Wondrous illusion created without electronics or digital technology
SAN FRANCISCO (January 13, 2020)—On February 21, 2020, the Exploratorium will open a new installation in its Black Box gallery space entitled, Aperture Lucida. The installation features a new optical device and artwork created by current artist-in-residence, Tristan Duke, which generates a virtual ball of light that appears to hover in space as visitors interact with it. The immersive experience is accomplished without the use of electronics or digital technology. Visitors can preview Aperture Lucida at After Dark on February 20, and it will remain on view through May 3, 2020. The installation is the second in a new series of media arts installations that utilizes the museum’s Black Box gallery.
Visitors to Aperture Lucida first encounter a dark monolith—a large, cube-like structure in the enclosed space. A ball of light appears to hover in space several feet in front of the monolith. The holographic ball of light persists, even as visitors change position around it. Upon stepping into the ball of light, visitors will first be enveloped by it, then it will seem to dissolve, leaving the monolith as a transparent screen.
“It’s very exciting to share Aperture Lucida—the culmination of a two-year residency—with our visitors,” said Kirstin Bach, Interim Director of the Arts at the Exploratorium. “As an artist and inventor, Duke’s creations integrate physics, optics, and mathematics.

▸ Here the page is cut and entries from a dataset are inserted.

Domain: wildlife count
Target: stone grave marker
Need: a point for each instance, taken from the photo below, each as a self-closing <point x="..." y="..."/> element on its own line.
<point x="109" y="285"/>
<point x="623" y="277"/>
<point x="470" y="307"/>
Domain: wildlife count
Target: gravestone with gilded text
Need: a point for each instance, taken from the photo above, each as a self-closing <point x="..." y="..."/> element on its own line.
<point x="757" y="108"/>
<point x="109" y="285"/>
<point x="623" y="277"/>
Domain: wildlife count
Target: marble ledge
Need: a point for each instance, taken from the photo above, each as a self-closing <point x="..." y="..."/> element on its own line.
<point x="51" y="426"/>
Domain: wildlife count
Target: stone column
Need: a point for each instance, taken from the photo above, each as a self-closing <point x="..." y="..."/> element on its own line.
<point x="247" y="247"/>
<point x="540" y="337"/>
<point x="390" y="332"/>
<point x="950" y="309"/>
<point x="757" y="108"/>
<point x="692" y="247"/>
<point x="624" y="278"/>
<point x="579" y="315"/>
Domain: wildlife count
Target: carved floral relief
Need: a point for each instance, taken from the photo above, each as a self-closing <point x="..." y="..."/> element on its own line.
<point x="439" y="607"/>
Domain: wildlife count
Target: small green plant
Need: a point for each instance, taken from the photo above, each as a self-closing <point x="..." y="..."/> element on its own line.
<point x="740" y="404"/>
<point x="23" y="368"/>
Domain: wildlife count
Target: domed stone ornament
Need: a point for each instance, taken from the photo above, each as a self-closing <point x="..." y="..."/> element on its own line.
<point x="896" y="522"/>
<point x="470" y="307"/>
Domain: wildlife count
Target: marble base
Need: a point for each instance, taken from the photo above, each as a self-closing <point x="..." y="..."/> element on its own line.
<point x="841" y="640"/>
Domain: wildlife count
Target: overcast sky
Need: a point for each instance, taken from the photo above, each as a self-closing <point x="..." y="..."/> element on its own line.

This work blurs the line between an art object and a device, while challenging and astounding our perceptions.”
Duke’s past work explores the science of optics and visual perception, and he focuses on creating new modes and forms of visual representation. Duke’s hand-drawn 3D holograms, which produce floating forms on a metal disc when light shines across its surface, were included in In Silhouette at the Exploratorium in March 2019. His holograms and photographs have also been exhibited nationally and internationally at LACMA; Art Villa Garikula, Georgia; The Velaslavasay Panorama, Los Angeles; MASS MoCA, North Adams; and Holocenter, Long Island, NY.
The Exploratorium’s Black Box is an 800-square-foot space that highlights immersive media-based work at the intersection of science and art. The new series of media arts events—which kicked off with the recent installation of Karina Smigla-Bobinski’s Kaleidoscope—will include four exhibitions over the course of a year.
About the Artist
Based in Los Angeles, Tristan Duke is an artist, holographer, and inventor. As co-founder of the Optics Division of the Metabolic Studio, Duke and his collaborators operate the Liminal Camera, one of the largest fully-functional film cameras in the world. Duke is also widely known for inventing vinyl record holograms, and has created first-of-its-kind hologram artwork for best-selling albums for recording artists such as Jack White, Guns ‘n Roses, and the Star Wars: The Force Awakens soundtrack. Over the course of the last two years, Duke has been an artist in residence at the Exploratorium, where he developed his latest invention: Aperture Lucida.
About the Black Box
A place for presenting artwork that inspires and astounds in mysterious and wondrous ways, the Black Box is a darkened 800-square-foot space that provides an ideal environment for media art installations. A commonly used metaphor in science and engineering, a black box describes something that has observable inputs and outputs and unseen inner workings. Something goes in and something comes out, but the process by which transformation occurs is “black” or unknown to the observer. At the Exploratorium, the black box concept has been combined with our focus on art as a way of knowing through exploration, inquiry, and discovery.
Drawing on the Exploratorium’s unique province as a hybrid museum presenting and developing artworks at the juncture of art, science, and technology, the Black Box features dynamic, innovative multimedia exhibitions to prompt curiosity and transformation.
Calendar Editors Please Note:
By Tristan Duke
Friday, February 21, 2020 – May 3, 2020
Preview on Thursday, February 20, 2020 • 7:00–10:00 p.m. (Ages 18+)
Osher Gallery 1, Black Box
Included with museum admission.
Tuesday–Friday: 2:00–5:00 p.m.
After Dark Thursday Nights: 6:00–10:00 p.m. (18+)
Saturday and Sunday: 10:00 a.m.–5:00 p.m.
Experience the delight of illusion in a new work by artist and inventor, Tristan Duke. Aperture Lucida is an artwork and optical device that challenges and astounds our perception. As you approach a black, monolithic cube centered in the large white space, a holographic ball of light appears. The ball of light becomes a virtual object that unexpectedly explodes and dissolves as you walk into it. This astonishing experience relies on no circuitry or digital technology—it’s an experience of pure wonder.